Thursday, September 06, 2012
Today was a work at home day. Got a slow start to the morning, and didn't get a walk in before sitting down to do sedentary work. Because I was light on steps in the morning, I decided to do walk-run intervals at noon. The thinking here is that I could cover more distance, and hence more steps, than pure walking for the same amount of time.
I did have a bit of a misgiving with the way my bad foot felt first thing in the morning, but after a morning of mostly sitting, and wearing stability shoes, the foot felt okay. So off I went, promising myself I could slow to a walk any time the foot really bothered me.
Yeah, right. I've got the iPod app working right now. The cues are right on time for the walk 2 minutes and run 1 minute intervals. Set out to do a 5K, and did 9 cycles of walk 2, run 1.
It was all I could do to keep myself from running the tenth time the app said, "Next interval. One minute. Steady." But I did it. Total time, 33:09 for a 5K distance, or an average pace of 10:40 per mile. It was warm and humid, so I let myself back into the house to chug some water before doing my stretches.
Right now, the foot isn't complaining any more than it did this morning. I'll see how it is tomorrow, which wouldn't be a running interval day in any case. Best case, more intervals on Saturday. More likely, I should wait till Sunday.
Got an email today advertising a 5K on October 28. This same race, last year, was my first 5K. Dang, that's tempting; but I don't know if I'll be up to running 5K continually by then. And I'm pretty sure that if I'm in a competitive field, I won't be able to make myself slow down for intervals. I'll let that sit for a couple of weeks and see how the rehab goes.
So far, the rehab is like weight maintenance. I can't tell on any given day how I'm doing; I need to see a trend. Unlike weight, I can't generate a single number that objective says I'm better or worse one day than another. I'm stuck with subjective evaluation of how the foot feels. Yeah, I can measure how fast or how far or how long I run; but that's rather not the point. I already know that I can run longer than is wise and aggravate an old injury.

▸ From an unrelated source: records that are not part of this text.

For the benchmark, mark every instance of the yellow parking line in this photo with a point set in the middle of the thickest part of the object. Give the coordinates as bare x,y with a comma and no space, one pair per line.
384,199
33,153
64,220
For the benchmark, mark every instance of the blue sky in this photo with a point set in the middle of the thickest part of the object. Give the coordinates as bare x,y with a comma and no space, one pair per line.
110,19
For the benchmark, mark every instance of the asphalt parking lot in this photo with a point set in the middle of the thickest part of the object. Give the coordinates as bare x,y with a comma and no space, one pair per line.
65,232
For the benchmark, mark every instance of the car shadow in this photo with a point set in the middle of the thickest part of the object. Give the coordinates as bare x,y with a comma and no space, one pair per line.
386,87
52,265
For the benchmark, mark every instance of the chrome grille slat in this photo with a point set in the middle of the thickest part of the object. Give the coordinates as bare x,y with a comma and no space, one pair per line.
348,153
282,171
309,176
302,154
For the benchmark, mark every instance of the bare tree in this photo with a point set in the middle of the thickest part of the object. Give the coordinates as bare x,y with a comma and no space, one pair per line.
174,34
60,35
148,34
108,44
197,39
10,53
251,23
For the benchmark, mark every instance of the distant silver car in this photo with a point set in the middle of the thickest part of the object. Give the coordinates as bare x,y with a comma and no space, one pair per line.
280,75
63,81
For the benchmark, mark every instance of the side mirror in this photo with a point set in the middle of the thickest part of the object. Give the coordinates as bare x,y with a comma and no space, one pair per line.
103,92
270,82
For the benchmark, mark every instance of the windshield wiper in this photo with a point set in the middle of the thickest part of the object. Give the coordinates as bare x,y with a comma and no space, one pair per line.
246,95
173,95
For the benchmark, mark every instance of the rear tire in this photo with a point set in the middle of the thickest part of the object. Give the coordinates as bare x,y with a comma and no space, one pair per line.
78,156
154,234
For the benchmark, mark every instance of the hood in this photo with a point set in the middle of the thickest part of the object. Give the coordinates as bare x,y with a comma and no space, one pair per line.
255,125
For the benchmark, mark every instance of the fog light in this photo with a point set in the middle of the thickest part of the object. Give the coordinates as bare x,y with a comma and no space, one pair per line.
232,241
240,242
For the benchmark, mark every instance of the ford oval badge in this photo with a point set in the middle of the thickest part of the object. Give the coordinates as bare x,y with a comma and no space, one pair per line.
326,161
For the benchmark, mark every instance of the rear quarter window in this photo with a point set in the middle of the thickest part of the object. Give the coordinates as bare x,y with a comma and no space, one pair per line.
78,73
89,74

So . . . I do what I think I can, and hope my thoughts are neither too cautious or too optimistic. Meanwhile, there's always the nutritional side of things to play with. And the sleep side, which has trumped writing blogs more days than not. But I'm still alive, still maintaining, and still rehabbing.
I once was a runner. I will be again.
Tuesday, September 04, 2012
This morning the bad foot felt better. Not 100%, but better than it has been in almost a week. I resolved to do some walk/run intervals.
Today was a work at home day. I figured that 9 intervals of one minute had been just a little too much last time; so I set out to see if I could handle 9 intervals of one minute this time. Working backwards from having about a half hour to do this between noon and one, I arrived at intervals of walk 2 minutes, run 1 minute.
Took a winding route around the neighborhood with several opportunities to add or subtract distance. Started out adding a loop to the standard 5K, before I realized that "more than 5K" was too long for the allotted time. So I chopped some distance off the back end. Turned out to go 2.74 miles in 28:06, for an average pace of 10:15 per mile. That's 9 cycles of walk 2, run 1, followed by a minute of walking.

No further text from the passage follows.